The thing is, I’m not a fan of having sticky pasta all over my kitchen walls. I follow directions and hope for the best. But that doesn’t always work out either, because there are variables. Does my pot conduct heat evenly? Did I set the timer? How fresh is the pasta? What if it’s gluten-free? Does altitude matter?
Throwing spaghetti at a wall is an accurate way to describe how many organizations approach communications. The results are about as good as when I serve undercooked pasta or throw overcooked pasta in the trash. It’s a waste of time and money, and a bit embarrassing when cooking for an audience.
Similarly, spraying communications from an uncontrolled firehose is not only wasteful, but in many cases, unethical. A nonprofit that operates on donor dollars and grant money has a duty to operate as efficiently as possible. Successful corporations don’t stay successful by bleeding money or failing to achieve strategic goals, which is what happens in any communications department that isn’t measuring impact.
Effective communicators plan first and communicate later. They ask questions. They determine WHAT goals or objectives they need to achieve, WHO their target audience(s) is, WHY they need to communicate, HOW they should reach their target audience and WHEN is the right time to do it. They establish benchmarks and goals before communicating. Savvy communicators track progress closely so they are able to adjust tactics and messaging as they go to improve results and learn how to do it better the next time. As a communicator, when you’ve done this enough, you’re also able to respond quickly in crisis mode, as we all know the spaghetti hits the fan, often on a Fridays at 4:45 p.m.

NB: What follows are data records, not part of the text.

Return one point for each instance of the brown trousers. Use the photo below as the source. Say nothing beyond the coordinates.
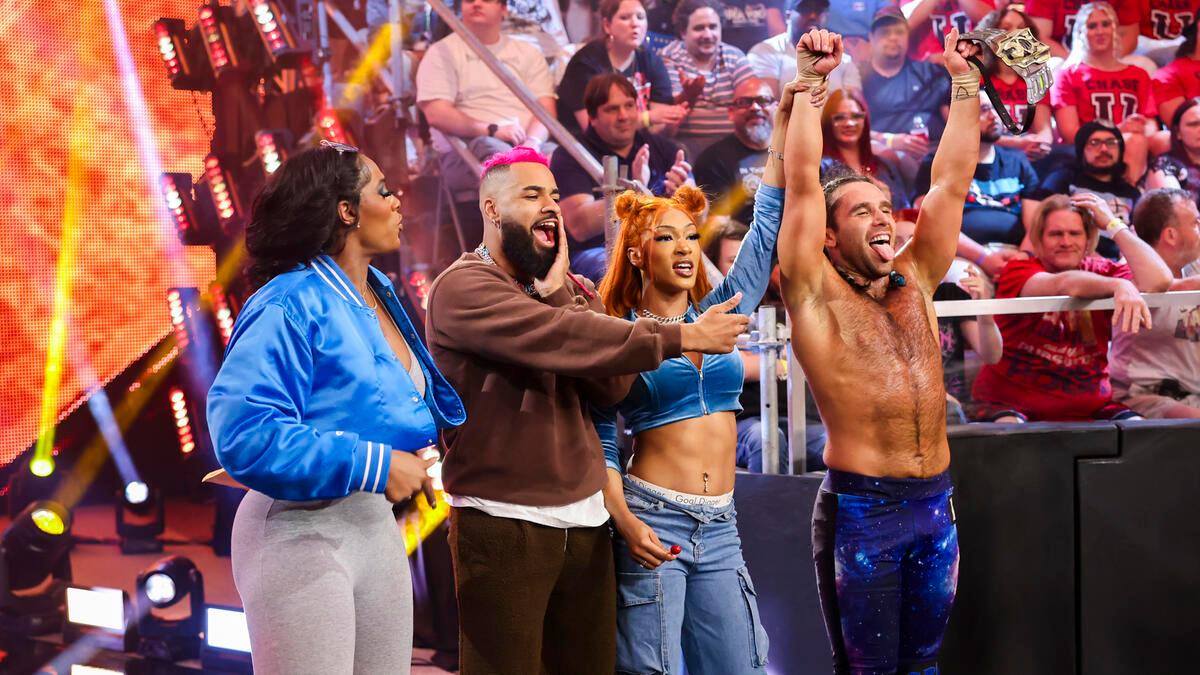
(533, 599)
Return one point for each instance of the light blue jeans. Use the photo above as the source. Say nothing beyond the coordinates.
(703, 599)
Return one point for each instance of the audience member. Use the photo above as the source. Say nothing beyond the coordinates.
(1056, 21)
(461, 96)
(1181, 166)
(1093, 84)
(703, 72)
(1055, 364)
(731, 169)
(1159, 25)
(906, 97)
(613, 129)
(1014, 93)
(957, 333)
(1157, 370)
(745, 23)
(773, 60)
(1099, 169)
(993, 210)
(846, 131)
(1180, 79)
(622, 49)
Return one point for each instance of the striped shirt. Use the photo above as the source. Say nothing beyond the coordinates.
(711, 113)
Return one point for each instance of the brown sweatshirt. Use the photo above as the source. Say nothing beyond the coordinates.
(526, 370)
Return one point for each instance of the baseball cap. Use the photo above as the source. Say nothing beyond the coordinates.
(886, 16)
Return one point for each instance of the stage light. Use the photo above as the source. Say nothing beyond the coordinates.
(179, 55)
(214, 22)
(225, 196)
(141, 518)
(331, 129)
(41, 467)
(103, 615)
(165, 584)
(35, 569)
(271, 149)
(183, 420)
(277, 37)
(226, 639)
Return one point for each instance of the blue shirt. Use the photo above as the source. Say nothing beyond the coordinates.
(311, 399)
(918, 90)
(678, 389)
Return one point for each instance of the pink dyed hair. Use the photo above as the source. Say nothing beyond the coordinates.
(517, 155)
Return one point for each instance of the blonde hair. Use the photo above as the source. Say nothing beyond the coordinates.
(1079, 49)
(1062, 203)
(622, 286)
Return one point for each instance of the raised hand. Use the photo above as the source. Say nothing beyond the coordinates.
(556, 278)
(955, 54)
(817, 53)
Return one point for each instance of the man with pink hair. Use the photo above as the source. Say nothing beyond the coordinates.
(528, 347)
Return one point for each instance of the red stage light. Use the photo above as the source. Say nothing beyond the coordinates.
(270, 150)
(225, 197)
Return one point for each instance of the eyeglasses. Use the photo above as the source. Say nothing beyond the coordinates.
(747, 101)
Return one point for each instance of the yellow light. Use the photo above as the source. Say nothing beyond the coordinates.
(41, 467)
(48, 521)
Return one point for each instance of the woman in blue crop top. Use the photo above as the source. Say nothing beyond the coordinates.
(323, 400)
(681, 577)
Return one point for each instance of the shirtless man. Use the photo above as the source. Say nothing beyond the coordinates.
(883, 535)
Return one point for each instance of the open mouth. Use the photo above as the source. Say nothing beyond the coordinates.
(882, 246)
(684, 268)
(546, 232)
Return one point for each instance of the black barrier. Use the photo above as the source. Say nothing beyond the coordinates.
(1080, 551)
(1139, 542)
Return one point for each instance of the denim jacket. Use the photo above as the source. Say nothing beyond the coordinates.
(311, 398)
(678, 389)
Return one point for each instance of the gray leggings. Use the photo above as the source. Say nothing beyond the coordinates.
(325, 585)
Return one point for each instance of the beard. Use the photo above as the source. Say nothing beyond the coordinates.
(516, 242)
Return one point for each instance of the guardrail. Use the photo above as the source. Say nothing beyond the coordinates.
(771, 342)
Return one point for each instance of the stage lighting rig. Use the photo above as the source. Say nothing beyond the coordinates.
(273, 145)
(139, 518)
(35, 569)
(165, 584)
(179, 54)
(277, 39)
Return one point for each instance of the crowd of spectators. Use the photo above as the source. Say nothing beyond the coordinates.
(682, 91)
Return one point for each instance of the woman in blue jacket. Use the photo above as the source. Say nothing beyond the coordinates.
(681, 577)
(324, 398)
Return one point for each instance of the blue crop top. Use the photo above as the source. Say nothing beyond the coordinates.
(678, 389)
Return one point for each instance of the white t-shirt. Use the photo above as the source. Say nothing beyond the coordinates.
(1168, 351)
(450, 71)
(775, 59)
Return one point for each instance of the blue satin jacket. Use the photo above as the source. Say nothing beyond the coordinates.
(311, 399)
(678, 389)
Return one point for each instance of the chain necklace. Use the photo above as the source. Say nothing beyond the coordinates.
(483, 252)
(664, 320)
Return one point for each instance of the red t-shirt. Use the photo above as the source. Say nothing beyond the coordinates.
(1062, 15)
(1165, 18)
(1055, 364)
(1104, 95)
(930, 36)
(1179, 78)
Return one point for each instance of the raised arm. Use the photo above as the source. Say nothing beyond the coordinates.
(802, 252)
(940, 221)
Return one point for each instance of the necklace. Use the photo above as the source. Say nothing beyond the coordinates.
(483, 252)
(665, 320)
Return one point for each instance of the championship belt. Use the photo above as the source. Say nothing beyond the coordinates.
(1027, 57)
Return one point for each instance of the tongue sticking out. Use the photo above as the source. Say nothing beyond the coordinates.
(885, 251)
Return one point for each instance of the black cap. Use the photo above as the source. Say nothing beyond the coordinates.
(886, 16)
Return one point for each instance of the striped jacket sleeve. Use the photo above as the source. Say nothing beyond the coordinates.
(256, 418)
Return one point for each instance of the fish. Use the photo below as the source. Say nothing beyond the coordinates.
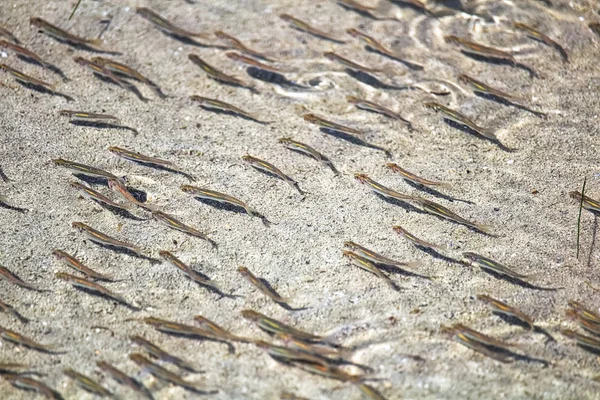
(21, 77)
(270, 168)
(479, 49)
(166, 26)
(6, 274)
(237, 44)
(323, 123)
(74, 263)
(414, 178)
(537, 35)
(459, 118)
(415, 240)
(171, 222)
(494, 266)
(305, 27)
(84, 169)
(87, 383)
(272, 326)
(308, 150)
(221, 105)
(369, 266)
(188, 271)
(377, 108)
(501, 307)
(92, 286)
(160, 354)
(97, 196)
(260, 285)
(124, 379)
(99, 237)
(588, 203)
(208, 194)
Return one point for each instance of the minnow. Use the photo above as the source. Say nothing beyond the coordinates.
(588, 203)
(537, 35)
(414, 178)
(323, 123)
(208, 194)
(218, 75)
(349, 63)
(260, 285)
(12, 278)
(74, 263)
(377, 108)
(166, 26)
(161, 373)
(306, 149)
(17, 338)
(26, 78)
(124, 379)
(494, 266)
(369, 266)
(415, 240)
(171, 222)
(237, 44)
(87, 383)
(501, 307)
(92, 286)
(99, 237)
(272, 326)
(221, 105)
(479, 49)
(160, 354)
(187, 270)
(97, 196)
(84, 169)
(459, 118)
(270, 168)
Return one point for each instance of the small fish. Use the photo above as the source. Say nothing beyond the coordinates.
(237, 44)
(84, 169)
(92, 286)
(479, 49)
(369, 266)
(160, 354)
(306, 149)
(74, 263)
(270, 168)
(494, 266)
(87, 383)
(414, 178)
(171, 222)
(193, 275)
(588, 202)
(459, 118)
(97, 196)
(12, 278)
(26, 78)
(124, 379)
(415, 240)
(218, 75)
(221, 105)
(323, 123)
(260, 285)
(272, 326)
(543, 38)
(166, 26)
(304, 27)
(208, 194)
(99, 237)
(377, 108)
(501, 307)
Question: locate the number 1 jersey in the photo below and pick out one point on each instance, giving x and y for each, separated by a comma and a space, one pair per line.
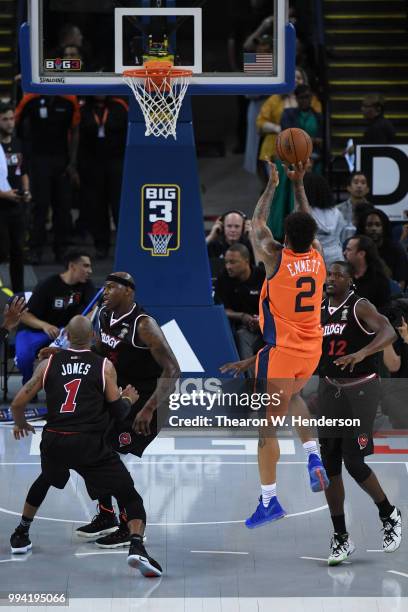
74, 384
290, 301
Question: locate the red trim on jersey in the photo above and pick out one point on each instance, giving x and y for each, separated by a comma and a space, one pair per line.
46, 370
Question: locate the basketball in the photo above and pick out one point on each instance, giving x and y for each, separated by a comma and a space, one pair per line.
294, 145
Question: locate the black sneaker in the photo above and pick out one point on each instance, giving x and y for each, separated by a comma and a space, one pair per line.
139, 559
116, 539
20, 542
101, 524
392, 531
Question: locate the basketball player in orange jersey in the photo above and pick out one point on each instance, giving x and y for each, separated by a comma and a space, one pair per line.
289, 317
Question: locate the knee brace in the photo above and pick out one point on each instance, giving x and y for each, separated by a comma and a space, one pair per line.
357, 468
38, 492
332, 460
133, 503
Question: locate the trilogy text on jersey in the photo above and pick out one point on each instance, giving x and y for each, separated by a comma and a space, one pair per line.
160, 222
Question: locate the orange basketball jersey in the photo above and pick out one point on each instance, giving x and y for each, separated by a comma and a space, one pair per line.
290, 302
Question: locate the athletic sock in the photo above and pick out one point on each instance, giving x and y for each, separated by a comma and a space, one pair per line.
135, 537
123, 517
339, 524
268, 491
25, 523
311, 448
385, 509
105, 505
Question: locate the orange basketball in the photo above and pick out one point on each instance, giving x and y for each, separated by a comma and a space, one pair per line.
294, 145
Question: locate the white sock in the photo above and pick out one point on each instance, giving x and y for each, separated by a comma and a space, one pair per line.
311, 448
268, 491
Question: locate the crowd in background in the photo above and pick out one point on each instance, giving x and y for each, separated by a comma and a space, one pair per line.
63, 153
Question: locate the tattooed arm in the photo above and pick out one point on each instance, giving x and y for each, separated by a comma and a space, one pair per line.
152, 336
22, 398
265, 246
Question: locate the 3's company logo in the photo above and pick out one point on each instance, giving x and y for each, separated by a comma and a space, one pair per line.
160, 223
62, 64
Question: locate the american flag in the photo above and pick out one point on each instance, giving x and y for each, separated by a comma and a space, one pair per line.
258, 62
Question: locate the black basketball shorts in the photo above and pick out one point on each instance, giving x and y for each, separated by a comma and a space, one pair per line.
358, 402
87, 454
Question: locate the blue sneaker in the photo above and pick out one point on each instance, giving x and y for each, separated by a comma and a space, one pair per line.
262, 515
317, 473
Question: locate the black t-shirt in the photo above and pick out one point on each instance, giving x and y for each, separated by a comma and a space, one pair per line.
103, 131
46, 121
374, 287
15, 163
396, 259
74, 384
240, 296
56, 302
121, 344
344, 334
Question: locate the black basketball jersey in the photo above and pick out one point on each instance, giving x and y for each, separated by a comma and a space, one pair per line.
343, 334
74, 384
121, 344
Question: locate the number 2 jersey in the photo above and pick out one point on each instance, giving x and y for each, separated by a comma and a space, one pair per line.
343, 334
74, 384
290, 301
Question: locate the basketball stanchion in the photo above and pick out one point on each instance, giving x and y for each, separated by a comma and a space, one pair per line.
159, 89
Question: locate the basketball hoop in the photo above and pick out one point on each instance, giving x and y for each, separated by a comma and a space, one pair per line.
159, 88
160, 237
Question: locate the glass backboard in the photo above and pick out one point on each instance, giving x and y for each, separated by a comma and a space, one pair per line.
230, 45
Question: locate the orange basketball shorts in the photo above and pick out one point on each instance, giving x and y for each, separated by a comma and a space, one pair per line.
278, 372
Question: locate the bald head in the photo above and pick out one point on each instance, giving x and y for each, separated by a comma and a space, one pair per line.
119, 292
80, 332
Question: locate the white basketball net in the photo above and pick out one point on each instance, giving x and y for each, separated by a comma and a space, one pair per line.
160, 242
160, 103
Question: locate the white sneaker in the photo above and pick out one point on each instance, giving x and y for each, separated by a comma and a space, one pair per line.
392, 531
341, 547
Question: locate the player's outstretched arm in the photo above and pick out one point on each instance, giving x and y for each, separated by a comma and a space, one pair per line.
296, 175
26, 393
152, 336
376, 322
119, 404
264, 244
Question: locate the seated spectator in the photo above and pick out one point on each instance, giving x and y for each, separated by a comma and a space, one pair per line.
404, 237
228, 229
375, 224
358, 189
306, 118
370, 277
52, 305
14, 198
238, 289
330, 222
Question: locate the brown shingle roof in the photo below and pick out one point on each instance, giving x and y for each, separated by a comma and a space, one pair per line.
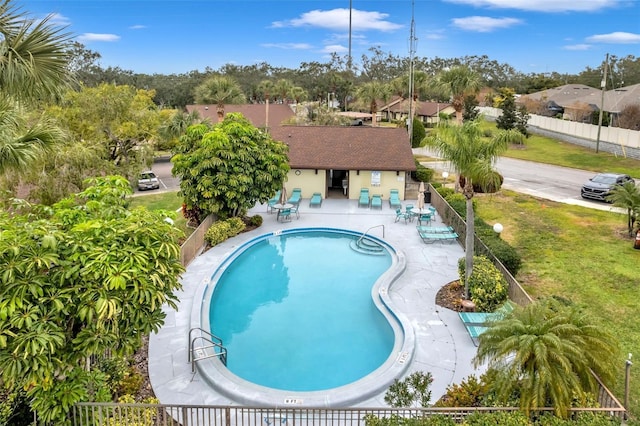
255, 113
346, 147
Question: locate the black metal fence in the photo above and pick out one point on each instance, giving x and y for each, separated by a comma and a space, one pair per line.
96, 414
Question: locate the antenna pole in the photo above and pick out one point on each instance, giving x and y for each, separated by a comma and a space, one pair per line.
603, 86
350, 12
412, 51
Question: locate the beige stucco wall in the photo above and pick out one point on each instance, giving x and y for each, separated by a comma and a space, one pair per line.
388, 180
308, 181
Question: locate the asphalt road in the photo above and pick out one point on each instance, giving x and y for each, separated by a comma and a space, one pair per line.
561, 184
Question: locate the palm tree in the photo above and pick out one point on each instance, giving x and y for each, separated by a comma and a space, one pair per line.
219, 90
459, 82
20, 145
627, 196
266, 87
472, 157
33, 56
547, 353
370, 93
33, 66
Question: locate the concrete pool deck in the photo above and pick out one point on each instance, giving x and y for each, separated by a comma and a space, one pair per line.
442, 345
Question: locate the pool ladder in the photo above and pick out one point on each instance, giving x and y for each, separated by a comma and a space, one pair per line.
211, 347
367, 245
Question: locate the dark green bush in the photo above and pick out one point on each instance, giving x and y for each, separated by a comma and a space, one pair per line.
445, 192
223, 230
487, 287
424, 174
469, 393
502, 418
256, 220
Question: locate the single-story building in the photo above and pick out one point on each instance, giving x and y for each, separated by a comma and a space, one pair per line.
336, 161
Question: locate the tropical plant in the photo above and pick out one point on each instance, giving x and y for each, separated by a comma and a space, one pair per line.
227, 168
547, 353
33, 67
627, 196
122, 120
80, 278
472, 158
34, 56
458, 82
410, 391
219, 90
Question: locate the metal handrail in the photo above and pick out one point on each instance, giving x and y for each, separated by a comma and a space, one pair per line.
364, 234
213, 342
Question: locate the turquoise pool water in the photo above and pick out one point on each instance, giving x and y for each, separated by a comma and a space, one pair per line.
295, 312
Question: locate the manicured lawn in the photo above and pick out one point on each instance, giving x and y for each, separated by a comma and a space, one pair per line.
580, 254
163, 201
551, 151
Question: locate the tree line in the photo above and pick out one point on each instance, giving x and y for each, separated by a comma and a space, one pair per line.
318, 79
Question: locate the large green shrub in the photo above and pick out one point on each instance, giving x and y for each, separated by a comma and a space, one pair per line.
502, 418
223, 230
424, 174
469, 393
487, 287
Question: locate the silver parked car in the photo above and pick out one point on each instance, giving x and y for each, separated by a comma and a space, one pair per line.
148, 180
600, 186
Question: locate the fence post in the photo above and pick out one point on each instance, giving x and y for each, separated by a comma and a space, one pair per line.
627, 376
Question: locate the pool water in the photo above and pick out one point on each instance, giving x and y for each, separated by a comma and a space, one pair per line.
295, 312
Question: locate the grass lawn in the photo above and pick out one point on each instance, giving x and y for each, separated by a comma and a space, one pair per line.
163, 201
552, 151
580, 254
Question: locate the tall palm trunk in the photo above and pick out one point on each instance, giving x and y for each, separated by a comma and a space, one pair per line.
469, 237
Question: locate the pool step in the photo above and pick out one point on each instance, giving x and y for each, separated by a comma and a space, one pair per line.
367, 246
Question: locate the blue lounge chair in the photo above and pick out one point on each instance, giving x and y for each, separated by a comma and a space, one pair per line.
274, 200
284, 215
438, 236
296, 196
316, 200
400, 215
394, 199
376, 202
363, 201
424, 218
434, 229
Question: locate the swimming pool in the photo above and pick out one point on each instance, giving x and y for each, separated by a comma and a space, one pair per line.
289, 341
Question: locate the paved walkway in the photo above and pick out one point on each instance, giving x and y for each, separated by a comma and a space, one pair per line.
442, 345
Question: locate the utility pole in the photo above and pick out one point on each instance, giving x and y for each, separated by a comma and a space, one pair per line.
603, 86
350, 12
412, 52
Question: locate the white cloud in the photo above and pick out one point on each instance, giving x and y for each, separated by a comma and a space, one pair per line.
615, 38
288, 46
484, 24
58, 19
542, 5
334, 48
338, 20
87, 37
577, 47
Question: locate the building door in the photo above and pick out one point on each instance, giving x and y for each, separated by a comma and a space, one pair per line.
338, 184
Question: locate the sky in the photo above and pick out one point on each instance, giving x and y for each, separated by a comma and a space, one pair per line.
179, 36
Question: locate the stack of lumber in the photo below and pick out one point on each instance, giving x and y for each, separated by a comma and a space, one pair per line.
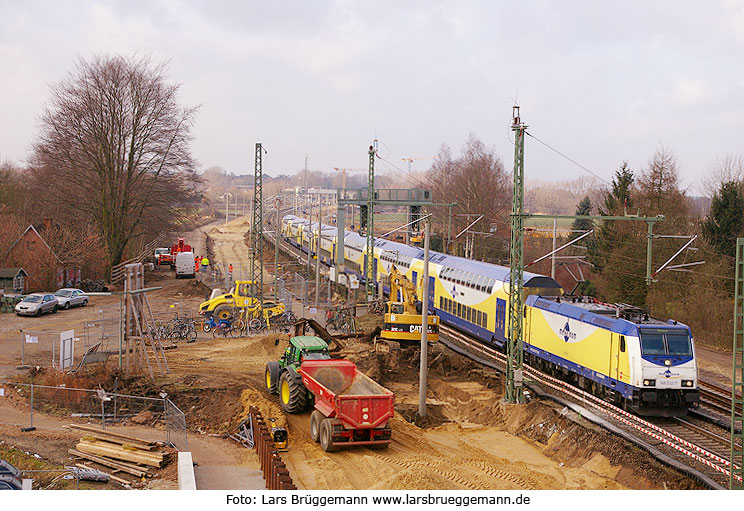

Take the time to establish S.M.A.R.T. goals. They are specific, measurable, attainable, relevant, and time bound. Unlike throwing spaghetti at a wall, this approach sets your organization up for success. You are communicating with purpose. It will also make you come out looking like a top chef when you provide data that shows off your efficient, strategic approach to mixing the perfect blend of ingredients and dishing up precisely what your boss, investors, or donors (and audience) ordered.